Covid: uno studio italiano ha indagato come è avvenuto il contagio nei diversi gradi di scuola, dal nido alle scuole superiori. La scoperta che riguarda gli studenti delle scuole superiori.

Covid scuola, dal nido alle superiori: come si sono contagiati i nostri figli? – Universomamma.it (Adobe Stock)

La questione della contagiosità degli studenti a scuola è stata a lungo dibattuta negli ultimi mesi in merito ai rischi di diffusione del nuovo Coronavirus Sars-CoV-2. C’è chi sostiene che le scuole siano luoghi assolutamente sicuri e che gli studenti non contribuiscano a diffondere il contagio, o almeno non più di altri casi, e invece c’è chi sostiene che bambini e ragazzi, pur non ammalandosi, siano molto contagiosi e dunque pericolosi per gli adulti, dagli insegnanti ai genitori.

Tra i sostenitori della prima teoria c’è la ministra dell’Istruzione Lucia Azzolina, che da tempo insiste per la riapertura di tutte le scuole.

Con la reintroduzione delle misure restrittive in autunno e l’istituzione delle zone di rischio a seconda dei colori sono state chiuse tutte le scuole superiori.
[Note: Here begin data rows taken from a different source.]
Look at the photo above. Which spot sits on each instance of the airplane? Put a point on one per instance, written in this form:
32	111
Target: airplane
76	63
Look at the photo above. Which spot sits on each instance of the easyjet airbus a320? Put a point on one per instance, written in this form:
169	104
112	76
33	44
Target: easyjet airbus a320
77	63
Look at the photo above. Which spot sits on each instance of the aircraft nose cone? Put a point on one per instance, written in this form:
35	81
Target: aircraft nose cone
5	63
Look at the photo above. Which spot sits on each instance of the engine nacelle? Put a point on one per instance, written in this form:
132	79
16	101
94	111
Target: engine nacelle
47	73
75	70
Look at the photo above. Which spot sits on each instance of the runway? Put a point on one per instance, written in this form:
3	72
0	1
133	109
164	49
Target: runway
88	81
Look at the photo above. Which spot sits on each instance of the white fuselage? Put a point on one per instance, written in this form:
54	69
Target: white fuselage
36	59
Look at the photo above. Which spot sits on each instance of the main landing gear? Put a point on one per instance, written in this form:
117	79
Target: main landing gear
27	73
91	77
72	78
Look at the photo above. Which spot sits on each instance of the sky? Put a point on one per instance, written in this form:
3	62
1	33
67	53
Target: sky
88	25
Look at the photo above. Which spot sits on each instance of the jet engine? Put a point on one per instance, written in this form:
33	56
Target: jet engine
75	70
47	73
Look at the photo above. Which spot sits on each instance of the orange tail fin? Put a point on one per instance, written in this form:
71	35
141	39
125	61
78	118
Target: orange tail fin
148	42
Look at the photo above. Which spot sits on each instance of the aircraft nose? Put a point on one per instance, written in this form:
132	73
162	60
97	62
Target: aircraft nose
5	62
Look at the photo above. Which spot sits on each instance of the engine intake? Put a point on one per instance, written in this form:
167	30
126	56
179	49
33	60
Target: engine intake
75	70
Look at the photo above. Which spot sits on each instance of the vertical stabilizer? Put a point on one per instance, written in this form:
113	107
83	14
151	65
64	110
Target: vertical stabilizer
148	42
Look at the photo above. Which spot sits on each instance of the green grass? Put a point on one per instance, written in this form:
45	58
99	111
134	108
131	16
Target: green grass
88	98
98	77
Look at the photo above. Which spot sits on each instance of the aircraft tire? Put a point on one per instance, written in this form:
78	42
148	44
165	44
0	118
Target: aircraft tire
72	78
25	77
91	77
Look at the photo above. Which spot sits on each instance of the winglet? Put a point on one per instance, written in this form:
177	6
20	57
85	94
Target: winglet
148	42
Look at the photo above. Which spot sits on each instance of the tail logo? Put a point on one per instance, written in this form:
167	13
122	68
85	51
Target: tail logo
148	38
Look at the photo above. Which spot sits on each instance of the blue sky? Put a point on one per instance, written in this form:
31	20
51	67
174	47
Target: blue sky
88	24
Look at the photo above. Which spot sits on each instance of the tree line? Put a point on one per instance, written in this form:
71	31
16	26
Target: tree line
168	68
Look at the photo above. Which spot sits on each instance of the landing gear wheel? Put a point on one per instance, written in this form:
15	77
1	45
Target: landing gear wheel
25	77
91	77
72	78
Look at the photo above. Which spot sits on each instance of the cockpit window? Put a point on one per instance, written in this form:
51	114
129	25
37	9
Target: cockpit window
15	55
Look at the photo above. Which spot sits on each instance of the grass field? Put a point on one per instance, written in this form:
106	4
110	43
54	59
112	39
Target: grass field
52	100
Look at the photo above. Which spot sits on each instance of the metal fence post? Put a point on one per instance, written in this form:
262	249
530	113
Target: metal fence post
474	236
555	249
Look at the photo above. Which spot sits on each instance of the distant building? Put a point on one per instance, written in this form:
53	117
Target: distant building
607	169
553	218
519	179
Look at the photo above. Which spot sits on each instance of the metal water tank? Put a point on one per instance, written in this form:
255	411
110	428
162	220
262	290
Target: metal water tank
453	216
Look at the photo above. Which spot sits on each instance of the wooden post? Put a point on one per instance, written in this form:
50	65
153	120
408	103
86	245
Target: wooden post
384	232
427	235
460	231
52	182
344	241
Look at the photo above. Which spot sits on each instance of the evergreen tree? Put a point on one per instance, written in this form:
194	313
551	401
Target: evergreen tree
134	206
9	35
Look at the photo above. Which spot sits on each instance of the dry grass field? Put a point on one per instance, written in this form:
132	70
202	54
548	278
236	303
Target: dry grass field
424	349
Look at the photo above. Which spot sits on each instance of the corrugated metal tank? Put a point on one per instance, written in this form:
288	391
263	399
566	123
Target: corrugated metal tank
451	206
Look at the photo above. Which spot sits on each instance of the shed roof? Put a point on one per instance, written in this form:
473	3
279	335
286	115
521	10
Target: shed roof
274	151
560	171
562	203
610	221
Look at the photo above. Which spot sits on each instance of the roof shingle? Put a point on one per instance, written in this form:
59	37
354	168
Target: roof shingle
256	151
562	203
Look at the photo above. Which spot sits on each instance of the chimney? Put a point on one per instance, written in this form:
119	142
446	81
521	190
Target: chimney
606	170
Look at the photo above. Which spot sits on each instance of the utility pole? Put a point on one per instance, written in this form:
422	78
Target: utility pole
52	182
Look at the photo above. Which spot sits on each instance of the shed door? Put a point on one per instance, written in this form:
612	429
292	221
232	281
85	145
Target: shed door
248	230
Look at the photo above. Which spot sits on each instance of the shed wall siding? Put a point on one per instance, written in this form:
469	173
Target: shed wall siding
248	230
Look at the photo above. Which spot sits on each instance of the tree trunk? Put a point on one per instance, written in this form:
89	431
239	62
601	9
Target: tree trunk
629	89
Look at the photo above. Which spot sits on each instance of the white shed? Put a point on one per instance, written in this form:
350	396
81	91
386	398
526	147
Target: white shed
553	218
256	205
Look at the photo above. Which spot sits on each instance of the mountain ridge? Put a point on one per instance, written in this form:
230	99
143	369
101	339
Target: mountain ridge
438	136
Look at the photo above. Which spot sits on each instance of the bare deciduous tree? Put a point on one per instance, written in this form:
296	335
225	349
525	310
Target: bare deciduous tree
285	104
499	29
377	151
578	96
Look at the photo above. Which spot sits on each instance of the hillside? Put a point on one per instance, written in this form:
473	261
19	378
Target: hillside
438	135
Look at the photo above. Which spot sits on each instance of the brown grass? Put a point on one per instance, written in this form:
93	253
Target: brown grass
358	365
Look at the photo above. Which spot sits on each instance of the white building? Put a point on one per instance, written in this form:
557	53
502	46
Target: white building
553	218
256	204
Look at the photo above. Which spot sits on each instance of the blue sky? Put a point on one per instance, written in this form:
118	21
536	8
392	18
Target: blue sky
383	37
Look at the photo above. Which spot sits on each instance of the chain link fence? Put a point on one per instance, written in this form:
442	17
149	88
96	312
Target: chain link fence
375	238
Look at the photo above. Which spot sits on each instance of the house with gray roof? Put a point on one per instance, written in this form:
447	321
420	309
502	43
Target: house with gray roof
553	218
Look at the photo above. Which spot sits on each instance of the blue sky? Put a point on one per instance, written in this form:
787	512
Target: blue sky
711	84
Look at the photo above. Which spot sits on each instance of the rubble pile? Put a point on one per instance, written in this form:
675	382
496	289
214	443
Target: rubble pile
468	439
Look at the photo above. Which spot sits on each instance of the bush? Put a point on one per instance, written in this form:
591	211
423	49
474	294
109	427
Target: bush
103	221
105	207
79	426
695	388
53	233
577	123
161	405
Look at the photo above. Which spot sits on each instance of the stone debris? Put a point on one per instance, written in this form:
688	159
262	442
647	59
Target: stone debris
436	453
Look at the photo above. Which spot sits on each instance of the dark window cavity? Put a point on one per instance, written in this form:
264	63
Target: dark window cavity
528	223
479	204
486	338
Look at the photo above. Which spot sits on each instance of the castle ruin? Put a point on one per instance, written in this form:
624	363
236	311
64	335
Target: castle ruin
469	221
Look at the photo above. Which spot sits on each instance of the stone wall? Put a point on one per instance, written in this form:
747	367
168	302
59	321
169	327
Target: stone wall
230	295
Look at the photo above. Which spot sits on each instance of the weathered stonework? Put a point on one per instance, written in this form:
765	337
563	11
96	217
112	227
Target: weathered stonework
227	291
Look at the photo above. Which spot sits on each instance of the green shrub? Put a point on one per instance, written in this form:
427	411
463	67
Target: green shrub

I ragazzi tornati alla didattica a distanza, salvo alcune giornate di laboratorio in presenza. Nelle zone rosse, anche gli studenti della terza media sono stati lasciati a casa. Nello stesso tempo, sono state disposte le chiusure anche a livello locale, come in Campania e in Puglia, dove la didattica in presenza è stata sospesa anche alle scuole elementari.

Provvedimenti che hanno fatto infuriare tante famiglie e hanno suscitato anche le proteste degli studenti delle superiori, che hanno organizzato sit-in davanti ai loro istituti scolastici con banchi e i computer portatili per la didattica a distanza.

Ora Azzolina e i sindacati premono per la riapertura di tutte le scuole il 7 gennaio, al rientro dalle vacanze di Natale. I timori di una terza ondata di contagi e la curva epidemica che non scende abbastanza, tuttavia, rischiano di far slittare ancora la riapertura degli istituti, anche soltanto per le scuole superiori.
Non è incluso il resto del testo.